A large woman wearing a sleeveless sun dress walked into a pub in England.
She raised her right arm revealing a huge, hairy armpit as she pointed to all the people sitting at the bar and asked, "What man here will buy a lady a drink? The bar went silent as the patrons tried to ignore her. But down at the end of the bar, a bleary-eyed drunk slammed his hand down on the counter and bellowed, "Give the ballerina a drink! The bartender poured the drink and the woman chugged it down. She turned to the patrons and again pointed around at all of them revealing the same hairy armpit and asked, "What man here will buy a lady a drink? Once again, the same little drunk slapped his money down on the bar and said, "Give the ballerina another drink!" The bartender approached the little drunk and said, "I say, old chap, it's none of my business if you want to buy the lady a drink, but why do you keep calling her 'the ballerina' ?" The drunk replied, "Any woman who can lift her leg that high has got to be a ballerina."
On Monday morning, the teacher walked to the blackboard and noticed…
someone had written the word “penis” in tiny letters. She turned around, but couldn’t find the guilty face. She quickly erased it and began her class. Tuesday, she was again greeted with “penis” on the blackboard, written in larger letters. She looked around in vain for the culprit, and then proceeded with the day’s lesson. Every morning for the rest of the week, “penis” was written on the board in larger and larger letters, and each time, the teacher furiously erased it. By Friday, she’d had enough. “That’s enough,” she sputtered. “I — I can’t believe this!
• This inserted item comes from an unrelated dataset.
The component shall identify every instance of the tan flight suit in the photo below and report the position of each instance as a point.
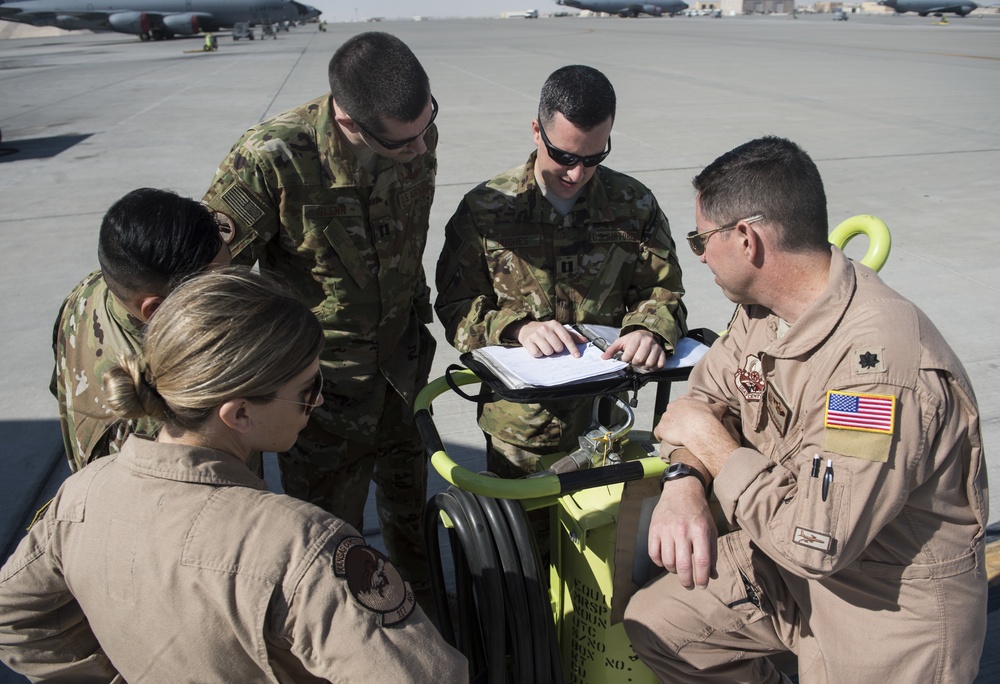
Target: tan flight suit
(509, 256)
(885, 579)
(168, 563)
Monday morning, I expect an explanation for this behavior!” On Monday morning, the teacher confidently entered the classroom and found on the board: “Don’t you know — the more you rub it, the bigger it gets?”
My therapist just told me that I have serious trouble verbalizing my emotions.
Can’t say I’m surprised.
What kind of pants do the Mario bros wear?
denim denim denim
What do you call a psychic dwarf who has escaped from prison?
a small medium at large
Why did the hipster drown
He went ice skating on the pond before it was cool.
Smoking will kill you …
Bacon will kill you… But, smoking bacon will cure it.
I have a confession to make, I was addicted to soap.
But I’m clean now.
I told my wife she was drawing her eyebrows on too high.
She looked surprised.
A guy is golfing by himself and shanks a ball hard.
He yells, "Goddamn it all to hell!" St. Peter hears him and asks God, "Aren't you going to do anything about that?" God says, "Yep." Next hole is a long par five over water ending in a dog leg. The guy tees up and crushes the ball. It hits the water but just as it does, a turtle surfaces. The ball bounces off the turtle's shell and gets another hundred yards. Just as its about to stop rolling, a squirrel runs over and grabs the ball before being immediately snatched by a gorgeous red tail hawk. The hawk flies him off and just over the green the squirrel drops the ball. The ball hits the green, rolls and falls in the hole. Most amazing par five hole-in-one in history. St. Peter, astonished says, "You call that punishment?" God replies, "Yep. There was nobody around to see it."
What’s the difference between Keanu and a bakery thief?
Keanu is breathtaking, the other one is breadtaking.
I was having a good day until I stopped to pet a duck in the park….
Now I'm feeling a little down.
I Googled “how to start a wildfire”.
I got 48,500 matches.
This morning, Siri said, “Don’t call me Shirley.”.
I accidentally left my phone in Airplane mode.
Wife offered me water, I asked for something harder
She gave me ice
“Mom, I’m dating a man.”
"Whom, sweetheart?" "Mike the mailman." "Mike the mailman? But he could be your father!" "But mom, age is just a number." "Sweetheart, I don't think you understood."